It’s natural for us to believe that in order for a feeling to be genuine and sincere, it needs to stand up to the test of time.
Often our closest relationships are, indeed, our longest and oldest ones, too, and there exists extravagant romanticization of the idea of love that lasts forever, ’til death do us part.
There are problems with this for few different reasons. Namely, that most of the love we will experience over the course of our life — whether that’s platonic, familial, or romantic — will, in fact, be fleeting.
We date people for weeks, and maybe months…years if we’re lucky. We watch childhood friends come and go, and we move on (or move away) from the people we once loved so completely that we never thought we’d see the day.
So, why then have we have defined success in love as the act of taking it with us to our grave? Why do we mindlessly conflate the duration of a love with its depth and divinity? And why are we intent on dismissing all other types of love as somehow being less than, just because they don’t last?
On Lesser Types Of Loves
Did you ever love someone before you even really understood what love was?
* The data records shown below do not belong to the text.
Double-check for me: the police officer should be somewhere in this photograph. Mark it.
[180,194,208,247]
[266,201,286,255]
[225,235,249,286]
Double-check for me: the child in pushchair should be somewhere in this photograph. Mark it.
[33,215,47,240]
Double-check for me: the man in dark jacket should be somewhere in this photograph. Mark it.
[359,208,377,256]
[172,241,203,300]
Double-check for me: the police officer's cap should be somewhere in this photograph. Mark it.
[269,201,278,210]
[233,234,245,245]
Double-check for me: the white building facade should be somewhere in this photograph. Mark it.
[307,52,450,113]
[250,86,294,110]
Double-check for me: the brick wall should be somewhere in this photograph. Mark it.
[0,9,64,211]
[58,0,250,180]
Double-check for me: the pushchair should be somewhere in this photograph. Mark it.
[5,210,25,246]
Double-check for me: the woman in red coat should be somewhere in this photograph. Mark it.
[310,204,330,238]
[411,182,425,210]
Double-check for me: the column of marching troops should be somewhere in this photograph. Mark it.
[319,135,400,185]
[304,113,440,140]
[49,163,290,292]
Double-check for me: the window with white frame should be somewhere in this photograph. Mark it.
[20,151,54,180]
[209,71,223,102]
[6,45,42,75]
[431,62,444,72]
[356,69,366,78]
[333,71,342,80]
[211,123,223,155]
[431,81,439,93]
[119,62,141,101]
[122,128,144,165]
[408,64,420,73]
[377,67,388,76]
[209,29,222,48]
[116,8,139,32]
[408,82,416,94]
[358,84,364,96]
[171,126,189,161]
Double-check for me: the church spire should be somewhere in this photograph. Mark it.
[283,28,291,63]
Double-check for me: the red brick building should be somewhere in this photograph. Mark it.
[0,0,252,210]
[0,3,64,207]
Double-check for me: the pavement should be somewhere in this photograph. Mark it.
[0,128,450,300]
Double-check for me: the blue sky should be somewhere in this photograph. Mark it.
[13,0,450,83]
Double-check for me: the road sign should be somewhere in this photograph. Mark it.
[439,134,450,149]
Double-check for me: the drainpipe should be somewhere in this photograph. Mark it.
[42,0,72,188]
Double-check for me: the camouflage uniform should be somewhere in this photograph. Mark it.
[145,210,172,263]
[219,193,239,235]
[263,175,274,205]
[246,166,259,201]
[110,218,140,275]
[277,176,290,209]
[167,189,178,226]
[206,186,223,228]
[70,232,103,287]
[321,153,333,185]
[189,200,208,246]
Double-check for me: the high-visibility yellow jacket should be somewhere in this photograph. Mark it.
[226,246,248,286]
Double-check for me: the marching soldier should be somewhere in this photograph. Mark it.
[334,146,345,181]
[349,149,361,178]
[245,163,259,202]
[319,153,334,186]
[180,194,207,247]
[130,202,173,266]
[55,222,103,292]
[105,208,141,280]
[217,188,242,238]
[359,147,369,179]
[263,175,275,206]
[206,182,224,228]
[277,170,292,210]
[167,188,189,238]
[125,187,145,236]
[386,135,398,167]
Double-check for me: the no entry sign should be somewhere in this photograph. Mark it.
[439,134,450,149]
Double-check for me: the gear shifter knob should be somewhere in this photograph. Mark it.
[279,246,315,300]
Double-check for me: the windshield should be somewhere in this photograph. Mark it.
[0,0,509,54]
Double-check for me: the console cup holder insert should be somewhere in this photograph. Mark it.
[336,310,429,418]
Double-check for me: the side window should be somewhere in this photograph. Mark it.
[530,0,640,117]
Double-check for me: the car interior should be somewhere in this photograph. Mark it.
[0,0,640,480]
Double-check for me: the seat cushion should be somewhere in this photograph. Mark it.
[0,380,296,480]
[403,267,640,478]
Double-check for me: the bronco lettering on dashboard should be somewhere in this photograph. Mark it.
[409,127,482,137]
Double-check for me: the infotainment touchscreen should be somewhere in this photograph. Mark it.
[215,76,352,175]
You were likely only but a child, equating the effects of an emotion you had yet to experience with something else — something less. Maybe you knew you loved your parents, but wouldn’t have been able to describe exactly what that meant to you at the time, mostly just because you had no idea. Maybe you developed a childhood crush so strong it must have been love, only to later look back and realize this was not necessarily correct. Does incorrect, unpracticed, or imperfect love not count for something?
Did you ever love someone for what they made you see in yourself?
It wasn’t a person that you loved, but the way they made you feel…made you think…made you you. You may have felt guilty at the time, loving a human being only for the mirror they pointed back at you. However, there is no guilt in becoming a better version of yourself. The alternative is, what…becoming a worse one?
Did you ever love a decision you made in the past, at the same time, never wanting to make it again?
You drank too much, and partied too hard, and wasted all your money in your 20’s. You fell in love with choices you now place on the retrospective shelf of sorry mistakes; a type of reckless, temporary love for a practice (or person) you understand no longer serves you, nor your life. But what makes you think you ought to feel guilty now? At the time you certainly didn’t. Does the joy attached to those memories really need to be diminished just because you are changed?
The point being that these types of temporary love are not less than — they are learning. And we should apply this same line of thinking to all loves that do not last.
Because if most love is temporary then we would do well to honor the sanctity of the short-term. We would do well to not overlook the importance of the impermanent. And we would do well to embrace more of the types of love we call “temporary”.
A temporary love means that we have learned.
And there’s nothing lesser about that.